- Born: Puerto Rico
- Occupation: FIBA referee
- Years active: 2003

= Roberto Vázquez =

Puerto Rican international basketball referee

Luis Roberto Vázquez (born 16 February 1975) is a Puerto Rican international basketball referee licensed by FIBA, who has officiated at major international competitions including the Olympic Games, the FIBA Basketball World Cup, and the FIBA AmeriCup.

== Career ==
Vázquez began his refereeing career in the Baloncesto Superior Nacional (BSN), Puerto Rico’s top basketball league, and earned his FIBA international referee license in 2003.

He has officiated at several high-level competitions, including:
- 2016 Summer Olympics in Rio de Janeiro, where he worked in the bronze medal game between Spain and Australia, as well as quarterfinal and group stage matches.
- 2020 Summer Olympics (held in 2021 in Tokyo), serving as crew chief official in the bronze medal game between Australia and Slovenia, and in the quarterfinal between France and Italy.
- 2023 FIBA Basketball World Cup in the Philippines, where he refereed the gold medal final between Germany and Serbia as the lead official.
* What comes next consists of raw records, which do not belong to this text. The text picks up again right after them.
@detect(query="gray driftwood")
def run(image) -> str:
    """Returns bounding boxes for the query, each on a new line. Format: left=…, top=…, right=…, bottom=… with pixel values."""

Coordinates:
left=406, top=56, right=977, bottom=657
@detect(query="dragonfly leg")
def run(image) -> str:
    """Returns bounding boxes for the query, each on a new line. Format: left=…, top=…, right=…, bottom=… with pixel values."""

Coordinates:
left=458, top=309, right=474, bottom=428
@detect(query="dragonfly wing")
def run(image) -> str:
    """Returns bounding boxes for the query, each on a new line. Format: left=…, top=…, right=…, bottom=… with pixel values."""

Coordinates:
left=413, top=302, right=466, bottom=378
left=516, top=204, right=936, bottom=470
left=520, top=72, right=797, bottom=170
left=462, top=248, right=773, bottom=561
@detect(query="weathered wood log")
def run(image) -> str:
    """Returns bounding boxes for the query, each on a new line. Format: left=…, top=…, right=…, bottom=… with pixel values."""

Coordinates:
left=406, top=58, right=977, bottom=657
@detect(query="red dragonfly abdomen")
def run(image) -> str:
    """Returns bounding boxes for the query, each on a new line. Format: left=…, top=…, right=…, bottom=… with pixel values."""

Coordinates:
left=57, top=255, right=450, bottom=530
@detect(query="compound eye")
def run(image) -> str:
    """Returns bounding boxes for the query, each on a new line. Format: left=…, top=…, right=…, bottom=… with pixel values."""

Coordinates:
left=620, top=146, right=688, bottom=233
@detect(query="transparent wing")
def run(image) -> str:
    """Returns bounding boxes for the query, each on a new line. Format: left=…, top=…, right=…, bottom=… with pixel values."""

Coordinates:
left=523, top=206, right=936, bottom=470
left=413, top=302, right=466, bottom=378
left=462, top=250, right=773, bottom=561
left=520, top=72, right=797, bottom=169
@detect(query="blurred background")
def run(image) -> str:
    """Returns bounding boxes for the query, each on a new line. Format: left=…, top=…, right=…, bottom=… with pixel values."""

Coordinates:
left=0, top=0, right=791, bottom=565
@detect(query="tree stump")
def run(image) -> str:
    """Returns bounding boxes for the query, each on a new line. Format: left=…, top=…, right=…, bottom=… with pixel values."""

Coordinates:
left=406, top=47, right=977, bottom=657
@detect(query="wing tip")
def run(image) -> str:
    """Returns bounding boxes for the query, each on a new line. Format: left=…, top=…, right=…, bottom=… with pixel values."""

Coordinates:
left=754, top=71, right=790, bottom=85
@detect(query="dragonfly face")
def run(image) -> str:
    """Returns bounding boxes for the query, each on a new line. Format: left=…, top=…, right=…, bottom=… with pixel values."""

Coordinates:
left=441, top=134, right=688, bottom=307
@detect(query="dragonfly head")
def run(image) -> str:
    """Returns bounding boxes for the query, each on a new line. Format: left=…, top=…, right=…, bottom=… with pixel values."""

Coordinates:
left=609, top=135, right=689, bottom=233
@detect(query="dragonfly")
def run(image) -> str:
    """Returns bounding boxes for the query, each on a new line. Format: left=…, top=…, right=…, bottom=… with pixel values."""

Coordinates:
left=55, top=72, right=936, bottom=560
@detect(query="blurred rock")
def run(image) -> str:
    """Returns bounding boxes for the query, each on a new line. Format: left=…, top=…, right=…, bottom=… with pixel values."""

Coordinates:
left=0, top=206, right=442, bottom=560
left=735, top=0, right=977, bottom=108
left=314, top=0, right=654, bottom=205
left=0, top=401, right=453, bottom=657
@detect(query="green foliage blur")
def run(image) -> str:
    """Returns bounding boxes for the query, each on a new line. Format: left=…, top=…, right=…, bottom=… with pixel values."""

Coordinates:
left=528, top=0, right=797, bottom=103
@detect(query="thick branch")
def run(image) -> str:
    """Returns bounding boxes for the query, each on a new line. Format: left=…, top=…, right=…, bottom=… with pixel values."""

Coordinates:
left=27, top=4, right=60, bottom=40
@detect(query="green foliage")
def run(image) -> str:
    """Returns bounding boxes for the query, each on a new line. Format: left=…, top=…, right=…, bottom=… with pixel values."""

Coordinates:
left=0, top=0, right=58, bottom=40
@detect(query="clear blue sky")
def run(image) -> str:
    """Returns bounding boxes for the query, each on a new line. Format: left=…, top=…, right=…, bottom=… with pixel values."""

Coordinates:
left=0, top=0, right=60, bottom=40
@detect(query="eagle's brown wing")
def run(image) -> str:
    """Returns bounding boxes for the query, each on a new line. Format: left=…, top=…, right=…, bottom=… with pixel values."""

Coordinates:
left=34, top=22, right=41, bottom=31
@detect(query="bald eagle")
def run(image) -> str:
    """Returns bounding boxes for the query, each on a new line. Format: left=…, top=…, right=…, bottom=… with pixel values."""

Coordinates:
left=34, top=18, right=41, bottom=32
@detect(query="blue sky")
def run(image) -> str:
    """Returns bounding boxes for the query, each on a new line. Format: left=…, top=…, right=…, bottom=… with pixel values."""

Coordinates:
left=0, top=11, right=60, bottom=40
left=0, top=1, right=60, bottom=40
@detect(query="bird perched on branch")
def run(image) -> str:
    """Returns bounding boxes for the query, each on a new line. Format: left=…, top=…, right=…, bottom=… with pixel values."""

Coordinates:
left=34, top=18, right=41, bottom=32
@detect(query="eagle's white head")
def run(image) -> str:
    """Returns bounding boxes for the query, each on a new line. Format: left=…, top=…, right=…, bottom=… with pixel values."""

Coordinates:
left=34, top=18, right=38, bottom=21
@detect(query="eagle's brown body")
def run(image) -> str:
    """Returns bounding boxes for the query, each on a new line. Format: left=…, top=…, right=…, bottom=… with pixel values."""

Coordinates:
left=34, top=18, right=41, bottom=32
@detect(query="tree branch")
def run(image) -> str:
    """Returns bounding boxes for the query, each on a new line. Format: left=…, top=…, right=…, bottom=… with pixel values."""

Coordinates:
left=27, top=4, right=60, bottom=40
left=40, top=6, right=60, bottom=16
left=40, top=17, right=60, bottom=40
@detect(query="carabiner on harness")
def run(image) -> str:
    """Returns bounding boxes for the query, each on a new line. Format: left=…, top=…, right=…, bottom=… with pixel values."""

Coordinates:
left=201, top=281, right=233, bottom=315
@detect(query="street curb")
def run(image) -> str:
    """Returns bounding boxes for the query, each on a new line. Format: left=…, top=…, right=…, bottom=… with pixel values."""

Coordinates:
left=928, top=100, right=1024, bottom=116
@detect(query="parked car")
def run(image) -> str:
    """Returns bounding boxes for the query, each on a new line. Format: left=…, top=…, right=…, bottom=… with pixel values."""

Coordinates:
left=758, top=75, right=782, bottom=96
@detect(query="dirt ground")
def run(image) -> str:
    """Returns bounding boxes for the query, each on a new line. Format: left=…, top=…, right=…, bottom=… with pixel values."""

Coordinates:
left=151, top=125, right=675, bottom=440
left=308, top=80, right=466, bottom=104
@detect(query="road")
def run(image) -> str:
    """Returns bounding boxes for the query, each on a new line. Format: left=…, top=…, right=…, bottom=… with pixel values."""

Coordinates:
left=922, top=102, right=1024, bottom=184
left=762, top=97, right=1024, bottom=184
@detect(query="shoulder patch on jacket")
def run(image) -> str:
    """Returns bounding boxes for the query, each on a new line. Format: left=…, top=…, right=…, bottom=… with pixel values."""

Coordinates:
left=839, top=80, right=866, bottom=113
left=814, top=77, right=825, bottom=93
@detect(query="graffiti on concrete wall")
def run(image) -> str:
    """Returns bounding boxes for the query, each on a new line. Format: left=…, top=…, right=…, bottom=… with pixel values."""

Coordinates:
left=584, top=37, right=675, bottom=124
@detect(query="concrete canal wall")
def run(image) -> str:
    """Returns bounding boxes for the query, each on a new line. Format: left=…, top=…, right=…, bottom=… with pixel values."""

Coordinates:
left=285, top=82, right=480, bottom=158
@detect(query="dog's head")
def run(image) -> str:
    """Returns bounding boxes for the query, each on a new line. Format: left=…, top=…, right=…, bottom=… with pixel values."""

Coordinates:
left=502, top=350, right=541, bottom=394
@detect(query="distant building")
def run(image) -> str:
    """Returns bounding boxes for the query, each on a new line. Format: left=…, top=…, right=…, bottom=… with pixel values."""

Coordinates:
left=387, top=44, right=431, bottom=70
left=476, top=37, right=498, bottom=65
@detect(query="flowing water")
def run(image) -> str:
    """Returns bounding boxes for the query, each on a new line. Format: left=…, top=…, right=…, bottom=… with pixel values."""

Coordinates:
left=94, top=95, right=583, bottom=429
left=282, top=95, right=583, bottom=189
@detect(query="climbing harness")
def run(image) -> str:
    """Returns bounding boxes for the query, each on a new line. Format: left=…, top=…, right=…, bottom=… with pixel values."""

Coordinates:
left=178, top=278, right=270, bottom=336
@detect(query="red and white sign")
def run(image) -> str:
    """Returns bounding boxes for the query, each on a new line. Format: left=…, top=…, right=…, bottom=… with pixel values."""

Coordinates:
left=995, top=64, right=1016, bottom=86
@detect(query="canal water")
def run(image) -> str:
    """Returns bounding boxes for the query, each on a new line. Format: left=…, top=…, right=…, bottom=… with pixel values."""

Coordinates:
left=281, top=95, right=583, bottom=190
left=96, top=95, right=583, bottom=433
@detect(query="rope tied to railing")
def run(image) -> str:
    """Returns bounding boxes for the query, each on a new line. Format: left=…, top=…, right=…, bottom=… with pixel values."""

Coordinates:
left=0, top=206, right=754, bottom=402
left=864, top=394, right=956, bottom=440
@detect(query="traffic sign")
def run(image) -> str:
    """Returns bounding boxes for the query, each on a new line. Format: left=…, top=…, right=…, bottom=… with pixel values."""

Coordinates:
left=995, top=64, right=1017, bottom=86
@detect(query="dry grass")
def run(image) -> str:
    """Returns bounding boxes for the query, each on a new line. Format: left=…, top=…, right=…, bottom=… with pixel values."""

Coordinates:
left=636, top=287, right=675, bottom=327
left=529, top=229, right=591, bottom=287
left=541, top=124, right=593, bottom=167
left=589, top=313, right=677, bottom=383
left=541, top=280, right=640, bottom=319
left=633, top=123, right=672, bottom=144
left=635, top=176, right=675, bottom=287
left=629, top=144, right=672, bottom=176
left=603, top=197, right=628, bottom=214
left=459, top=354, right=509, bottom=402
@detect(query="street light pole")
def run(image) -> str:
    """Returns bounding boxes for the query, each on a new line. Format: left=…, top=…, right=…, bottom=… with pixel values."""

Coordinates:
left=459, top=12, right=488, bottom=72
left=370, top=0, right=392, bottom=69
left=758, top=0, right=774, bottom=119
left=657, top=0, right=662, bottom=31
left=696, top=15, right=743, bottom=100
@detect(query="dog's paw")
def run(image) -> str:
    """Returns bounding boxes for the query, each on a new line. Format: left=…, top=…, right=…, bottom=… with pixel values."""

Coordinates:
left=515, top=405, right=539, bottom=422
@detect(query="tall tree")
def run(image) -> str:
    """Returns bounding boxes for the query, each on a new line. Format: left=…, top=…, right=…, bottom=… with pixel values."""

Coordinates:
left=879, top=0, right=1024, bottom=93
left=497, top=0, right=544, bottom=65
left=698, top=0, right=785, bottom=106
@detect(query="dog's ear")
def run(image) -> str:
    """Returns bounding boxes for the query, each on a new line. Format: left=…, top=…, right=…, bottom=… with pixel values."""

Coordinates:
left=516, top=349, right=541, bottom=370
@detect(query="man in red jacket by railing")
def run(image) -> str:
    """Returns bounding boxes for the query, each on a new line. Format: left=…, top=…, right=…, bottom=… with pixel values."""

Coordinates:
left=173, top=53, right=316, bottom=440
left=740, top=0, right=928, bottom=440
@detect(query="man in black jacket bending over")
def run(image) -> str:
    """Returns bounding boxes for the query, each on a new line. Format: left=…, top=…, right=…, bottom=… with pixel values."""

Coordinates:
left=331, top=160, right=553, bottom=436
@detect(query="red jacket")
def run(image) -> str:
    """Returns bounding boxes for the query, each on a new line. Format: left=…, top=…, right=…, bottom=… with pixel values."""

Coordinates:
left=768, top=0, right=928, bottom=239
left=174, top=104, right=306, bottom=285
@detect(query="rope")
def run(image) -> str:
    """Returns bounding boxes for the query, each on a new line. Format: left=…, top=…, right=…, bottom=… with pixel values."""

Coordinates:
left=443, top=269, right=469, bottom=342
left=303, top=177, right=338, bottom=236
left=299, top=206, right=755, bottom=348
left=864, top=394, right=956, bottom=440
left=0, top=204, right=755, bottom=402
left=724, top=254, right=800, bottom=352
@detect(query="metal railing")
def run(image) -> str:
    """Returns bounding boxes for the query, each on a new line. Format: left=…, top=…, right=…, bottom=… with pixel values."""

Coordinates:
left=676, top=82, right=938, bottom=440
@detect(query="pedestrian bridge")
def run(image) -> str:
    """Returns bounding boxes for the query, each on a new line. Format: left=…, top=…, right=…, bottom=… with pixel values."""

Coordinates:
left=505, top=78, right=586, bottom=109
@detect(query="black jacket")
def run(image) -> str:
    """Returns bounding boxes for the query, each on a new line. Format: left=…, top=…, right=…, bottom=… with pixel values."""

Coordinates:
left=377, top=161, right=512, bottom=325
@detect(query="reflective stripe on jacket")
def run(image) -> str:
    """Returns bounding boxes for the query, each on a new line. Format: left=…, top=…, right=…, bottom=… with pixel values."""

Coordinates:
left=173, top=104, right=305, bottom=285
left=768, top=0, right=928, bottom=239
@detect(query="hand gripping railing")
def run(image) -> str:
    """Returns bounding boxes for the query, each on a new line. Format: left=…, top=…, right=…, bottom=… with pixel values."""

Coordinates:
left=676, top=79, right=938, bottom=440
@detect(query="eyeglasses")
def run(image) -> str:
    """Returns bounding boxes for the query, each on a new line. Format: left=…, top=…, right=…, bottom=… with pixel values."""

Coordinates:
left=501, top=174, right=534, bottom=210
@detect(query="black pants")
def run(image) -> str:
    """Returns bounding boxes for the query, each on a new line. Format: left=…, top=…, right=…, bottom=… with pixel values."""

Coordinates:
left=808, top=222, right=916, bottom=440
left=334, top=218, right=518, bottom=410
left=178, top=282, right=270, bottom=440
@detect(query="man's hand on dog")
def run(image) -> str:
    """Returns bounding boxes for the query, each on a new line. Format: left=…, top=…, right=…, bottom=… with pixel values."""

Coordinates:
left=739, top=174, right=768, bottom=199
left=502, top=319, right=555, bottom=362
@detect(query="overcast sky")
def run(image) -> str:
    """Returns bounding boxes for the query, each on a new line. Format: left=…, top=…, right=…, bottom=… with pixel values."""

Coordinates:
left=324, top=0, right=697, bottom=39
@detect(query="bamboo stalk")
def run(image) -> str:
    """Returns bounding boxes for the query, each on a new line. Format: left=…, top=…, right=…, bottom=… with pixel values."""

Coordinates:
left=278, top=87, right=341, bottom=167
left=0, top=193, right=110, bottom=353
He became the third Puerto Rican referee in history to be assigned to a World Cup final.
- Basketball Champions League Americas (2024-2025 season), appointed among eight referees for the Final Four.
- 2024 Summer Olympics in Paris, where he was named among the 30 selected referees for the Olympic basketball tournament.
- EuroBasket 2025, nominated as one of the referees to officiate games in the continental competition held in Cyprus, Finland, Poland, and Latvia.

== Instructor work ==
Vázquez has also contributed as an instructor for international referee development programs, particularly in the Americas region, focusing on three-person mechanics and professional growth for officials.